The long tradition of “paper architecture” revels in speculative projects, theoretical explorations and unbuildable provocations. It is a tradition that some planners and policymakers — earnestly engaged in solving “real” problems — find exasperating. At their best, though, these fantasies have a startling power to shake up our thinking and reframe pressing issues.
Such is the case with Alfred Twu’s fantastical renderings of Silicon Valley corporate campuses, their parking lots packed with enough housing to accommodate their entire workforces. Why not address the Bay Area’s housing crisis — caused by a surge of new jobs without an equivalent increase in new housing — at its source?
13,000 employees / 13,000 apartments
These should not be mistaken for real proposals. Like all speculative exercises, they take enormous liberties with certain realities. To name a few: the existing zoning; local politics and sensibilities; the CEQA environmental review process; and the willingness of tech companies to invest heavily in something as long-term as housing when history teaches that tech giants are stunningly ephemeral.

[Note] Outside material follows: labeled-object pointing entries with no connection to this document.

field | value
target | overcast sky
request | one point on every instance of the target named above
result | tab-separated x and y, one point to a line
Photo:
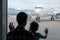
30	4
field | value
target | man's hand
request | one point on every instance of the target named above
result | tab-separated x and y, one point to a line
46	31
11	26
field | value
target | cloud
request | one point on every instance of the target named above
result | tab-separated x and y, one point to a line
30	4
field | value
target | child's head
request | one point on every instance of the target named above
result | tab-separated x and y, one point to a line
34	26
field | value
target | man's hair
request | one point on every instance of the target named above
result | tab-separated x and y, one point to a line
21	17
34	26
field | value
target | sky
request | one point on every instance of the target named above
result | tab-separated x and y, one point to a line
31	4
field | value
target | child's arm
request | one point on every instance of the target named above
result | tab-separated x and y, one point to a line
46	33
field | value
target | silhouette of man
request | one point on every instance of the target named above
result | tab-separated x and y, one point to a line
20	33
34	27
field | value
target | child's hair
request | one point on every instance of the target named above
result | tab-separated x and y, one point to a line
34	26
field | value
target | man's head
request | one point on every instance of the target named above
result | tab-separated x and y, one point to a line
21	18
34	26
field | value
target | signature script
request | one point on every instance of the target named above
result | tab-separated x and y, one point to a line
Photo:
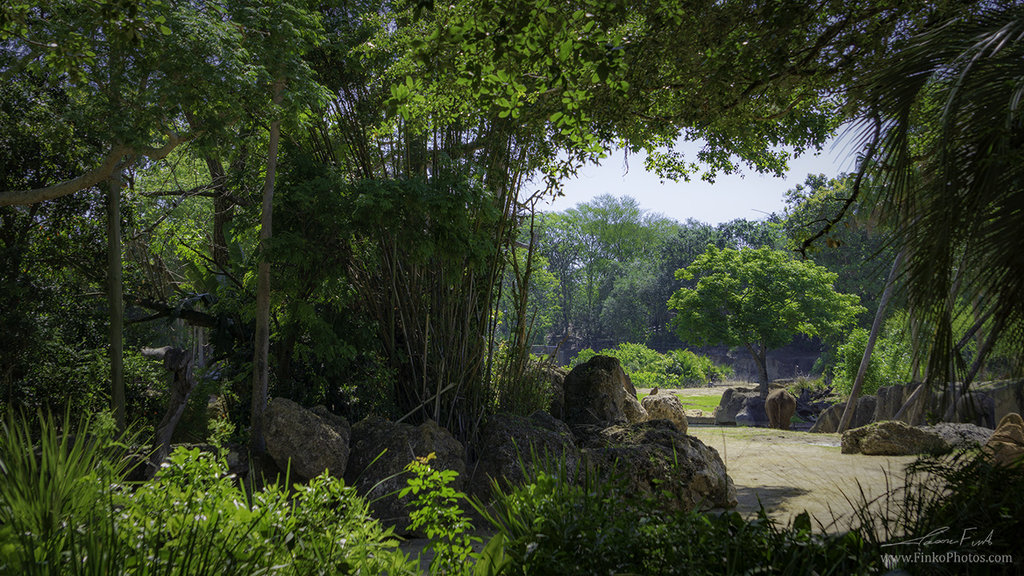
941	536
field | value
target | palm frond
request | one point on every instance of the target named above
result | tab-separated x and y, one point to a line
946	121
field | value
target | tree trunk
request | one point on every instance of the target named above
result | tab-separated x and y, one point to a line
115	297
221	211
880	315
261	347
760	355
179	363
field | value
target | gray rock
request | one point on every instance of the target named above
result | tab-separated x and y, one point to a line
780	406
508	445
1006	446
1008	398
892	438
380	452
827	422
668	407
655	458
595	393
961	436
312	441
555	376
731	404
635	412
753	413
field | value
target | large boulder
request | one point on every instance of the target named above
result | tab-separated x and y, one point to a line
892	438
863	414
666	406
1006	446
380	452
655	458
307	441
1007	396
509	444
596	393
635	412
961	436
733	401
754	412
780	406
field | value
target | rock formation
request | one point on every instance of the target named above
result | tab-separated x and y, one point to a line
892	438
312	441
780	406
508	445
596	394
655	458
668	407
1006	446
380	452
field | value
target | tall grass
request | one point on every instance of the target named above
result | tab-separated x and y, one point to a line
66	509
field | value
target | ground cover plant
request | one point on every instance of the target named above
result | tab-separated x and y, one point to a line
647	368
67	508
553	525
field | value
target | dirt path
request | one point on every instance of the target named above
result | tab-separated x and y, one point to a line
793	471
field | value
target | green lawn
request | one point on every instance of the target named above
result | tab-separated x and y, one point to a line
699	402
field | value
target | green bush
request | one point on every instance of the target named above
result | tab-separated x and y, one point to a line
890	362
520	384
647	368
554	526
65	509
436	512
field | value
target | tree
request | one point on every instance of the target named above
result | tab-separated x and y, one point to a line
943	127
760	299
858	249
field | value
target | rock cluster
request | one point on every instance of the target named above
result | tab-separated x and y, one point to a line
894	438
598	392
863	414
1006	446
605	433
380	452
780	406
306	442
666	406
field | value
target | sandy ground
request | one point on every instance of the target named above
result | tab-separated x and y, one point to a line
793	471
790	471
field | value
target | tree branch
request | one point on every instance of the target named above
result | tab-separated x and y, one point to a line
90	178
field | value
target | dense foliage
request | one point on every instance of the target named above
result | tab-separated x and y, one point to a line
647	368
760	299
68	509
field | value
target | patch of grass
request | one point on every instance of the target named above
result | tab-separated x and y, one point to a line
707	403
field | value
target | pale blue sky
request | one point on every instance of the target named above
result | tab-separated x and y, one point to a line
748	195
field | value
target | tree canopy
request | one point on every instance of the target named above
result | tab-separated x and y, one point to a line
760	299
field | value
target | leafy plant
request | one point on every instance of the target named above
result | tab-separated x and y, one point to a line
52	477
436	512
647	368
62	510
890	362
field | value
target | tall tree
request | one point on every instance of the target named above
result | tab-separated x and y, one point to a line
759	299
943	130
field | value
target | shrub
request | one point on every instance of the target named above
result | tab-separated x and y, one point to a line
436	511
519	382
64	510
554	526
647	368
890	362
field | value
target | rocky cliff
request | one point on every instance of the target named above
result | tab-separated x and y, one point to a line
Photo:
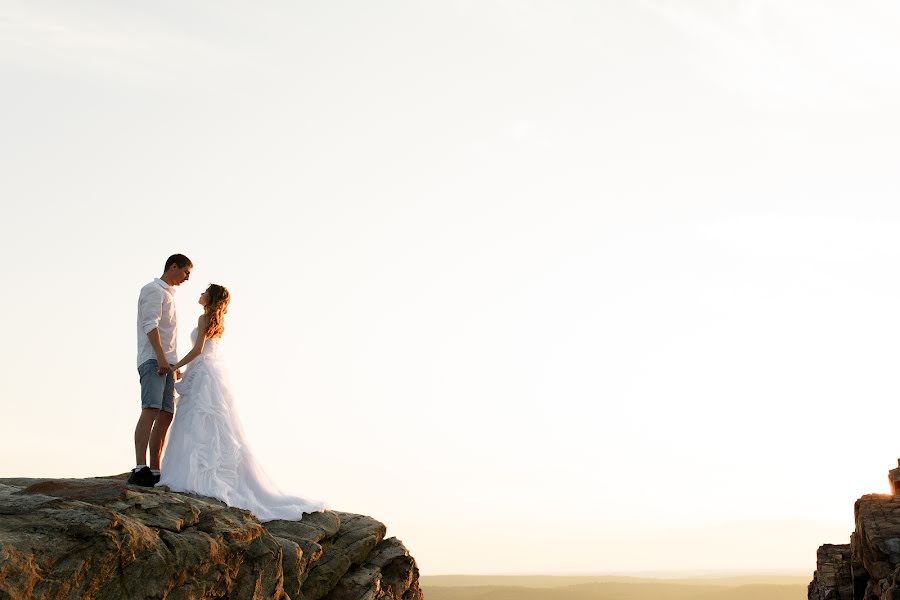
868	568
101	538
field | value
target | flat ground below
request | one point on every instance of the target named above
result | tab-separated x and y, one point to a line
587	587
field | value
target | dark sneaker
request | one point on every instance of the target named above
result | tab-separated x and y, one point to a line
142	477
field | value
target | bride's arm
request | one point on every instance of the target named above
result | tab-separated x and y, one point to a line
198	344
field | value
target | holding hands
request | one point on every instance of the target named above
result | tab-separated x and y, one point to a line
163	368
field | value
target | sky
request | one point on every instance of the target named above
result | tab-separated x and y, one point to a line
546	287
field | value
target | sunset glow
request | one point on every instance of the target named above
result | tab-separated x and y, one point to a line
546	287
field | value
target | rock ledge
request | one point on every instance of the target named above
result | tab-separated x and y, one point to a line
100	538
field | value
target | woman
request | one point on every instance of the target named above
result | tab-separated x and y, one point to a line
207	452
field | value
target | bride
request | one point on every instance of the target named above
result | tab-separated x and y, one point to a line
207	453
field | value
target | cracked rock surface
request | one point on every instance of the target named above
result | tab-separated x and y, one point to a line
100	538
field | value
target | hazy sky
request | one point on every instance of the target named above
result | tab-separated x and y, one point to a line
545	286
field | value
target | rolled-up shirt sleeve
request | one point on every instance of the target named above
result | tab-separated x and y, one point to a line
150	309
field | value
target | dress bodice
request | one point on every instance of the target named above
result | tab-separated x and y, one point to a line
210	347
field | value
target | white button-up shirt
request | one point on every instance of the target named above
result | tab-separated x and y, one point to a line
156	310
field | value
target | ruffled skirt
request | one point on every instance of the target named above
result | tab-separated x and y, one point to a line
207	451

Google Headquarters Housing
Mountain View, CA
10,000 employees / 10,000 apartments
On the other hand, Twu’s exercise holds rigorously to certain other realities, namely the actual footprints of tech campuses and the building types that would be required to deliver sufficient housing for all workers onsite. It’s this tension — between suspending disbelief on some questions and accepting the real constraints on others — that gives this sort of exploration its power.
Menlo Park, CA
9,400 employees / 9,400 apartments
This project is wired directly into some of our most vexing and timely planning issues: the backlash against “Google buses” and gentrification, regional employment and transportation patterns, NIMBYism, retrofitting suburbia and the future of the tech campus. By imagining these digital-age company towns, the project also asks which actors in our region are responsible for which externalities of our enviable economy.
Electronic Arts HQ
Redwood City, CA
3,000 employees / 3,000 apartments
So don’t panic, Mountain View — you’re not really staring down 50-story towers. But let's hope this fascinating provocation inspires a more serious regional conversation about jobs, housing, access and mobility.